Disadvantages of outsourcing

  • Addiction
    When important work steps are outsourced, the company depends on its service providers. It can no longer survive on its own and is dependent on outside help. If the cooperation with a service provider is ended, another partner has to be found quickly. If the provision of the service is delayed, this can slow down all further processes.
  • Loss of know-how
    Also an indicator of the dependency on other companies. The specialist knowledge remains with external service providers, which is why the company continues to rely on them.
  • Deterioration of the working atmosphere
    The process of outsourcing often goes hand in hand with job losses. If employees are laid off, the working atmosphere deteriorates and employees are dissatisfied or have the feeling that their job is not safe.
  • Privacy issues
    If third companies are involved, some trade secrets have to be disclosed and the secrecy and protection of your own data is no longer exclusively in the hands of your own company.
  • Downsizing of jobs
    If a work process that was previously carried out by one's own company is transferred to another company, employees have to be retrained or dismissed. This leads to dissatisfaction among the employees, and it is not uncommon for the public image of the company to suffer as a result of this step - especially when work areas are outsourced abroad.

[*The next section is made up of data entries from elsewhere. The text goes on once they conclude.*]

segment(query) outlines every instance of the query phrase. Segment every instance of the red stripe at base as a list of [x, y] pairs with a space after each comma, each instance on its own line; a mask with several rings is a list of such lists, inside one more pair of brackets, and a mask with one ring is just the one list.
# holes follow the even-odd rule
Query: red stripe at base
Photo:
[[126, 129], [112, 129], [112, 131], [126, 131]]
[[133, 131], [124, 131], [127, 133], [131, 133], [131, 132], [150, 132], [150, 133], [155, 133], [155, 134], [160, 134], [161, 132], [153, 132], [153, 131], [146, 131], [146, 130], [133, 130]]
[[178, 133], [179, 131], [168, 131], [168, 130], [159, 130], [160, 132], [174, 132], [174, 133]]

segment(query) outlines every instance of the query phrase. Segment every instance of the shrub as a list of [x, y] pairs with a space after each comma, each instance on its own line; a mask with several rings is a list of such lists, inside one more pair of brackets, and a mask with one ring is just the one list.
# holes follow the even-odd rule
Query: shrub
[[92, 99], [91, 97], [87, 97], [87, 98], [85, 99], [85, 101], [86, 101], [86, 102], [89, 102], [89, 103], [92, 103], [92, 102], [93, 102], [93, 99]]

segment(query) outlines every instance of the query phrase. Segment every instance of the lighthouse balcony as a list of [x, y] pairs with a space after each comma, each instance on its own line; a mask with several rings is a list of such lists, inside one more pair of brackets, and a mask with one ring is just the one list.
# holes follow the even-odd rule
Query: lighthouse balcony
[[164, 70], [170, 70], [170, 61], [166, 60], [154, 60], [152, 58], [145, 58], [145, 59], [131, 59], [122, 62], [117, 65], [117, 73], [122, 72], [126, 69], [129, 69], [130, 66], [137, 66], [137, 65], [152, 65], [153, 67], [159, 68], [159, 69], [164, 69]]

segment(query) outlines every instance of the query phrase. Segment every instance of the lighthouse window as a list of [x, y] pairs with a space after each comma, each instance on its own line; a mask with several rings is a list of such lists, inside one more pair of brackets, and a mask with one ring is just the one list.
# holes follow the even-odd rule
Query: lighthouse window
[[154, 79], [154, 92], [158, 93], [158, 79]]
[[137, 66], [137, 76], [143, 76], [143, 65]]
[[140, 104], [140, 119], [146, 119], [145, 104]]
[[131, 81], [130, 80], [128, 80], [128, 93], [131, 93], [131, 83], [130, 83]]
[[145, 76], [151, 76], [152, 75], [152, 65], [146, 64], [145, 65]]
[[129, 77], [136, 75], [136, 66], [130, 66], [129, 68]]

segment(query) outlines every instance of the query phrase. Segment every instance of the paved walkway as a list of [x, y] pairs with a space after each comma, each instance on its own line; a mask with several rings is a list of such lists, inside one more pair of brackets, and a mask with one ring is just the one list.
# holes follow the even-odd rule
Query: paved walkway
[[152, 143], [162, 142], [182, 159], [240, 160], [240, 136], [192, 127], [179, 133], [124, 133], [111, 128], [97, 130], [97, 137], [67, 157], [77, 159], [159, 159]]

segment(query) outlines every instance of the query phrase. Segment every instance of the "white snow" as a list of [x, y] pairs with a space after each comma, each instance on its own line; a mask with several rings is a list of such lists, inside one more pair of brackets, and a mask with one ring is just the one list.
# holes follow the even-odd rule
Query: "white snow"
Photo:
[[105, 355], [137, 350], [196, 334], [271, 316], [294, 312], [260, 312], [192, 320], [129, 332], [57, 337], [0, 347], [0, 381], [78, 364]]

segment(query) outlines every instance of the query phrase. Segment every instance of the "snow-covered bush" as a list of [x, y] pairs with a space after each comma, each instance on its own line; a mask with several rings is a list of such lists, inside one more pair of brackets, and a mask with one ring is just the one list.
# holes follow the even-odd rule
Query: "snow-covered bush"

Internal and external outsourcing

The above examples relate to that external outsourcing, in which a work process is outsourced to another company.

In contrast, that is internal outsourcing. This process involves processes Subsidiary or profit center transfer. This is referred to as outsourcing instead of outsourcing.

Example of internal outsourcing:

The Holzheim company founds a subsidiary called Holzhalle. This company specializes in the storage and transport of wood products. The warehouse and logistics of the Holzheim company will now be taken over by Holzhalle.

Integration of work processes

The opposite of outsourcing is integration. If work steps or areas that were previously taken over by external service providers are now carried out or managed by your own company, this is referred to as integration.

Make or Buy?

When deciding whether to outsource or integrate work steps or areas, one speaks of a "Make or Buy"-Decision.

(Also called depth of service) The integration of work processes also increases the depth of production. This describes the percentage of production within the company.

A vertical range of manufacture of 100% means that every step from the extraction of all materials required for production to the end product is carried out by the company itself.

A vertical range of manufacture of 0% means that no production step is carried out within the company. The company only takes care of sales.

Reasons for integrating work processes:

  • If your own production facilities are not being used to full capacity, some production processes can be integrated.
  • In-house production can, for example, save transport costs and thus reduce capital expenditure.
  • The dependence on other companies is reduced.
  • There are no suitable suppliers, service providers or other partner companies.